A new club had been established in London lately called the Mountaineers, which had secured for itself handsome lodgings in Piccadilly, and considered itself to be, among clubs, rather a comfortable institution than otherwise. It did not as yet affect much fashion, having hitherto secured among its members only two lords -- and they were lords by courtesy. But it was a pleasant, jovial place, in which the delights of young men were not impeded by the austerity of their elders. Its name would be excused only on the plea that all other names available for a club had already been appropriated in the metropolis. There was certainly nothing in the club peculiarly applicable to mountains. But then there are other clubs in London with names which might be open to similar criticism. It was the case that many young men engaged in the City had been enrolled among its members, and it was from this cause, no doubt, that Tom Tringle was regarded as being a leading light among the Mountaineers.
It was here that the champagne had been drunk to which Tom had alluded when talking of his love to his father. Now, in his despair, it seemed good to him to pass a considerable portion of his time among the Mountaineers.
"You'll dine here, Faddle?" he said one evening to a special friend of his, a gentleman also from the City, with whom he had been dining a good deal during the last week.
"I suppose I shall," said Faddle, "but ain't we coming it a little strong? They want to know at the Gardens what the deuce it is I'm about." The Gardens was a new row of houses, latterly christened Badminton Gardens, in which resided the father and mother of Faddle.
"I've given up all that kind of thing," said Tom.
"Your people are not in London."
"It will make no difference when they do come up. I call an evening in the bosom of one's family about the slowest thing there is.
The bosom must do without me for the future.""Won't your governor cut up rough?"
"He must cut up as he pleases. But I rather fancy he knows all about it. I shan't spend half as much money this way as if Ihad a house and wife and family -- and what we may call a bosom of one's own." Then they had dinner and went to the theatre, and played billiards, and had supper, and spent the night in a manner very delightful, no doubt, to themselves, but of which their elder friends could hardly have approved.
There was a good deal of this following upon the episode of the necklace, and it must be told with regret that our young hero fell into certain exploits which were by no means creditable to him. More than one good-humoured policeman had helped him home to his lodgings; but alas, on Christmas Eve, he fell into the hands of some guardian of the peace who was not quite sufficiently good-natured, and Tom passed the night and the greater part of the following morning, recumbent, he in one cell, and his friend Faddle in the next, with an intimation that they would certainly be taken before a magistrate on the day after Christmas Day.

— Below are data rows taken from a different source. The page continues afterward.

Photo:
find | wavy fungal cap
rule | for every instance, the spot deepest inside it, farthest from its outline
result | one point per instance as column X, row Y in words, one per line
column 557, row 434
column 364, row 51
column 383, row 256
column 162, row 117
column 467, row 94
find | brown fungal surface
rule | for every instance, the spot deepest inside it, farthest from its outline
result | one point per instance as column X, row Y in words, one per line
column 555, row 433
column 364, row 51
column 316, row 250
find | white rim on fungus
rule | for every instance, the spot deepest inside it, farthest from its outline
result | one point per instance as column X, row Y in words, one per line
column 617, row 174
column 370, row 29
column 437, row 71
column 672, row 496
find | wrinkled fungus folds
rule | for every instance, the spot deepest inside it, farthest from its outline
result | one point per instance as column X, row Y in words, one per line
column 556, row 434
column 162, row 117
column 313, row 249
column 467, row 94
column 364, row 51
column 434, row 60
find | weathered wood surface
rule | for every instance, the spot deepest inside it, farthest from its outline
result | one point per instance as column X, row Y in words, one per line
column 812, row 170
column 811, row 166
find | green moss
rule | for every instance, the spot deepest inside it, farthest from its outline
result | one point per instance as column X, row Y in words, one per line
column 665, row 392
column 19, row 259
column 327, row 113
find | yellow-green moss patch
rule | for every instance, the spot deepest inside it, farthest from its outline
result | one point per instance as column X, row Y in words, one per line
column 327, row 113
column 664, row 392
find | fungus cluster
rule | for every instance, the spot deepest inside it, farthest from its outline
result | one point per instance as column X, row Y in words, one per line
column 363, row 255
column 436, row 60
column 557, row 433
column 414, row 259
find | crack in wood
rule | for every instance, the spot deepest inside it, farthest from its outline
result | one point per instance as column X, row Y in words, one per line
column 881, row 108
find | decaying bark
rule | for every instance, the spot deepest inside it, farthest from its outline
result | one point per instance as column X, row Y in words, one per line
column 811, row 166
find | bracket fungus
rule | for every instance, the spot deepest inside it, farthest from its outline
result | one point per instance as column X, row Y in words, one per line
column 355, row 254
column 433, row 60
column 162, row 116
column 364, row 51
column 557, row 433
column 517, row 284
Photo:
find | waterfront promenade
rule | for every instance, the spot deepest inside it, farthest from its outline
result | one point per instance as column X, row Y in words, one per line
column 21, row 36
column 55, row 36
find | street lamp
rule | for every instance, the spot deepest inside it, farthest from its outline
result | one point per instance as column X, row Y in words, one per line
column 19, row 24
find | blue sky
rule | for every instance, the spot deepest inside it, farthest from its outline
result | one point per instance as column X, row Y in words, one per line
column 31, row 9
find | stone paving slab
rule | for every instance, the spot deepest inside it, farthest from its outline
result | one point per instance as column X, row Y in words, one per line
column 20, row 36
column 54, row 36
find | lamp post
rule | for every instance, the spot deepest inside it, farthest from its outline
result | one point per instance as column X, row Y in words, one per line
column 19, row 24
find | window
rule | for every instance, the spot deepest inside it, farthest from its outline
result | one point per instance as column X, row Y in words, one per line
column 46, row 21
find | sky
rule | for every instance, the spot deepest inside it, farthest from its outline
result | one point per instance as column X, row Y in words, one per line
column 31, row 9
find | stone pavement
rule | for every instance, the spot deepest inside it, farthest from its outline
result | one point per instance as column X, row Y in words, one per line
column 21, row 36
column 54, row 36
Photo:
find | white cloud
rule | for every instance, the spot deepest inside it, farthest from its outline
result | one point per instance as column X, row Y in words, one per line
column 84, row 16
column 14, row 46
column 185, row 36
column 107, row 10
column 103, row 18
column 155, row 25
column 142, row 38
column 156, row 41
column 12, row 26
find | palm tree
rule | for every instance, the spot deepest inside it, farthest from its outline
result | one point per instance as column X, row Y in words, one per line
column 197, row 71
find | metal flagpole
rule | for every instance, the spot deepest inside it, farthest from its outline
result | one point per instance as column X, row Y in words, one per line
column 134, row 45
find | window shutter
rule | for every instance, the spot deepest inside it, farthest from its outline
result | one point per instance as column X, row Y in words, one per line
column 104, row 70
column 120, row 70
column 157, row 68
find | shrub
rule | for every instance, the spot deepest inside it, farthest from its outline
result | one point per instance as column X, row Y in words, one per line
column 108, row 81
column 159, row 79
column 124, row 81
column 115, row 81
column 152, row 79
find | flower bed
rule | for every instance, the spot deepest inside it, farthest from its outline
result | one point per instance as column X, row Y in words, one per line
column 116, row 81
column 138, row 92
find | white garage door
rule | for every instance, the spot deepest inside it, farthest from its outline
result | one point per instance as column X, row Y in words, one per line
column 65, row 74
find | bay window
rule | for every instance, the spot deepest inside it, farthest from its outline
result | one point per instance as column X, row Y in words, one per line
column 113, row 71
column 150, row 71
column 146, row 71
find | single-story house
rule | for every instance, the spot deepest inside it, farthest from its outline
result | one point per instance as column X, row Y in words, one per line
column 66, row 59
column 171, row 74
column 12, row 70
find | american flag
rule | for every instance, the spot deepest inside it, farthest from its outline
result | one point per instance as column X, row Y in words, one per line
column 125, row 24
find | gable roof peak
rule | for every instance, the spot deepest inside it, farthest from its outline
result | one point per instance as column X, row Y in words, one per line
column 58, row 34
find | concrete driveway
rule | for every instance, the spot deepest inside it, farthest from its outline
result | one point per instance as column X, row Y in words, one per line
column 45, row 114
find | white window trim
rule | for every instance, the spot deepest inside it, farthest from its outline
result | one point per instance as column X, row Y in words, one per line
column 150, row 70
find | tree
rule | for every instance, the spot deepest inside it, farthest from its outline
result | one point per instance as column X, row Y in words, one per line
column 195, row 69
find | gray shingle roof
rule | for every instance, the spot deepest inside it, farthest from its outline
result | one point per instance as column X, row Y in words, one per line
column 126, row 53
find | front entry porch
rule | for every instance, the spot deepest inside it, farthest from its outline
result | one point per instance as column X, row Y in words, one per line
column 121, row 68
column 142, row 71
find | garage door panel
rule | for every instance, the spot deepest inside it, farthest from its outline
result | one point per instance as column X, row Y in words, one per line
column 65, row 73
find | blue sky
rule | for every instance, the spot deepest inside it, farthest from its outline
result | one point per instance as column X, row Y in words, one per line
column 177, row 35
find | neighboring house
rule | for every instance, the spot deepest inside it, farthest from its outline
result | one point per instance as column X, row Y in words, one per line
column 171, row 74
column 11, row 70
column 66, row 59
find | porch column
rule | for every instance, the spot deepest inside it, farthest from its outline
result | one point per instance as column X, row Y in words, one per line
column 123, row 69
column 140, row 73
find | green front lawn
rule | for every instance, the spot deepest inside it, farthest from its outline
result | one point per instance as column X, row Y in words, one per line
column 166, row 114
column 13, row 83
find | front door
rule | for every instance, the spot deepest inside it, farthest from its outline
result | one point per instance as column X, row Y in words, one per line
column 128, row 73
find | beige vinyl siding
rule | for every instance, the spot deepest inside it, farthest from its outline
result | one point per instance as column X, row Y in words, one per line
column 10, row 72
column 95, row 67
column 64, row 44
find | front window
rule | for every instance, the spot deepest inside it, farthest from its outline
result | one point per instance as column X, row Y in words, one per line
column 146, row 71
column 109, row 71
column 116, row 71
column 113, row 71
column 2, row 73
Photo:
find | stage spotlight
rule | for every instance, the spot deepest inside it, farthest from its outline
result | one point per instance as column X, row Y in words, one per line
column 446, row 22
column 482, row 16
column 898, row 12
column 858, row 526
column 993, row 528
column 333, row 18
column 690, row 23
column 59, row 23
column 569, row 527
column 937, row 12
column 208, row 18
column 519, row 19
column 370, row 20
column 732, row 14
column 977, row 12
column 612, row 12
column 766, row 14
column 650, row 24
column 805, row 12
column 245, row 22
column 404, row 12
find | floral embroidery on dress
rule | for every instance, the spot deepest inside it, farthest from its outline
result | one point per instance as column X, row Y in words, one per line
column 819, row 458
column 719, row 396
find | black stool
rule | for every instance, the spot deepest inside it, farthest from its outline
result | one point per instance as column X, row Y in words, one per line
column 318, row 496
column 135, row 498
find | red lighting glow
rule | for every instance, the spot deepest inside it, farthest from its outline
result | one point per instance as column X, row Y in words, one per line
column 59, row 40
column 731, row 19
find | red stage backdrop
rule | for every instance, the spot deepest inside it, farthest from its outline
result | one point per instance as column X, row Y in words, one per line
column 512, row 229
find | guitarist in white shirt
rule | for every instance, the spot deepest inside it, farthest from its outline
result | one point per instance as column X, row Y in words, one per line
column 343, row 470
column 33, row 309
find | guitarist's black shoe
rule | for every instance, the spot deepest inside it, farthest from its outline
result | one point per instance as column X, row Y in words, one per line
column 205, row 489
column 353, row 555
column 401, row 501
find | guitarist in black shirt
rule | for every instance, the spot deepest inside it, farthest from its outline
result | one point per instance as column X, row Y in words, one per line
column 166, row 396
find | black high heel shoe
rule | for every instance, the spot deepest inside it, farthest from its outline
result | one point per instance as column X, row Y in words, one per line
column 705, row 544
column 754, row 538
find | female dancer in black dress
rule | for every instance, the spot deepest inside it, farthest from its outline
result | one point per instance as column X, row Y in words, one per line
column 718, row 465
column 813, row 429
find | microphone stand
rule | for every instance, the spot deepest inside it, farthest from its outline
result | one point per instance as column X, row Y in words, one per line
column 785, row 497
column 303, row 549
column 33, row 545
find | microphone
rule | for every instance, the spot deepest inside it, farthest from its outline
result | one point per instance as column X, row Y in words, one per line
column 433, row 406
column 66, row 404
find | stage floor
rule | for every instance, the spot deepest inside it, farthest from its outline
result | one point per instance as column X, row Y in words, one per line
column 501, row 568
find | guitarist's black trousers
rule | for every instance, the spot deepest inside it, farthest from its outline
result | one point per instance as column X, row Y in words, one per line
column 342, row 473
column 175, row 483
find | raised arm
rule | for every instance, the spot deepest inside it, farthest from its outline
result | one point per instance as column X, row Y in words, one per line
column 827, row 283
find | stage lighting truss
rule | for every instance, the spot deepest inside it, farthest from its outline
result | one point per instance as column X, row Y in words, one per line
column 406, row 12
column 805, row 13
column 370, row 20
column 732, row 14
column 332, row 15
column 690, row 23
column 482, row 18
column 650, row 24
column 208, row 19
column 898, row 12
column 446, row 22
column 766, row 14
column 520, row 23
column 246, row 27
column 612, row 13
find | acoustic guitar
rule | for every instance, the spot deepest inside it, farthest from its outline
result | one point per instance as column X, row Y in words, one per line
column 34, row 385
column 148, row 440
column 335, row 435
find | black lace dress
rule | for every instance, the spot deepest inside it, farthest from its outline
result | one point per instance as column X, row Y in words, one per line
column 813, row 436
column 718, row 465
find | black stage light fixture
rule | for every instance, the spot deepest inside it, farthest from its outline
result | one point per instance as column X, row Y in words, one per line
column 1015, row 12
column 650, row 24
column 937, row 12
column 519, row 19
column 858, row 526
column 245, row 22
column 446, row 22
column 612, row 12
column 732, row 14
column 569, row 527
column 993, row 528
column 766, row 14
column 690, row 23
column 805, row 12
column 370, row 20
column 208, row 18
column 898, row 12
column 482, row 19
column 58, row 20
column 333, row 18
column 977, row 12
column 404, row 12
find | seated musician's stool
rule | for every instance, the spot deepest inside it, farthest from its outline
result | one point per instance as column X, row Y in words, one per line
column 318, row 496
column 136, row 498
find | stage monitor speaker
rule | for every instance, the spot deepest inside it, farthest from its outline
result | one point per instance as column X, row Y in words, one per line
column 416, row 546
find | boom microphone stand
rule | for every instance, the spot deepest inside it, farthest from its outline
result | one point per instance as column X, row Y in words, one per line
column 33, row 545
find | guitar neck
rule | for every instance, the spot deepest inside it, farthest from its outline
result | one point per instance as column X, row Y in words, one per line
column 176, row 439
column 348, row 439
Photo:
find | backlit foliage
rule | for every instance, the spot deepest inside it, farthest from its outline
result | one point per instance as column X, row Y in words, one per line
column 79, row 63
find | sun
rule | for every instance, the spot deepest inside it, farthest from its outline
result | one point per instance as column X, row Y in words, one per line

Oh, Ayala! Ayala! It must be acknowledged that you were in a measure responsible -- and not only for the lamentable condition of your lover, but also of that of his friend. For, in his softer moments, Tom had told everything to Faddle, and Faddle had declared that he would be true to the death to a friend suffering such unmerited misfortune. Perhaps the fidelity of Faddle may have owed something to the fact that Tom's pecuniary allowances were more generous than those accorded to himself. To Ayala must be attributed the occurrence of these misfortunes. But Tom in his more fiery moments -- those moments which would come between the subsidence of actual sobriety and the commencement of intoxication -- attributed all his misfortunes to the Colonel. "Faddle," he would say in these moments, "of course I know that I'm a ruined man. Of course I'm aware that all this is only a prelude to some ignominious end. I have not sunk to this kind of thing without feeling it." "You'll be right enough some day, old fellow," Faddle would reply. "I shall live to be godfather to the first boy.""Never, Faddle!" Tom replied. "All those hopes have vanished.
You'll never live to see any child of mine. And I know well where to look for my enemy. Stubbs indeed! I'll Stubbs him. If I can only live to be revenged on that traitor then I shall die contented.
Though he shot me through the heart, I should die contented."This had happened a little before that unfortunate Christmas Eve. Up to this time Sir Thomas, though he had known well that his son had not been living as he should do, had been mild in his remonstrances, and had said nothing at Merle Park to frighten Lady Tringle. But the affair of Christmas Eve came to his ears with all its horrors. A policeman whom Tom had struck with his fist in the pit of the stomach had not been civil enough to accept this mark of familiarity with good humour. He had been much inconvenienced by the blow, and had insisted upon giving testimony to this effect before the magistrate. There had been half an hour, he said, in which he had hung dubious between this world and the next, so great had been the violence of the blow and so deadly its direction! The magistrate was one of those just men who find a pleasure and a duty in protecting the police of the metropolis.
It was no case, he declared, for a fine. What would be a fine to such a one as Thomas Tringle, junior! And Tom -- Tom Tringle, the only son of Sir Thomas Tringle, the senior partner in the great house of Travers and Treason -- was ignominiously locked up for a week. Faddle, who had not struck the blow, was allowed to depart with a fine and a warning. Oh, Ayala, Ayala, this was thy doing!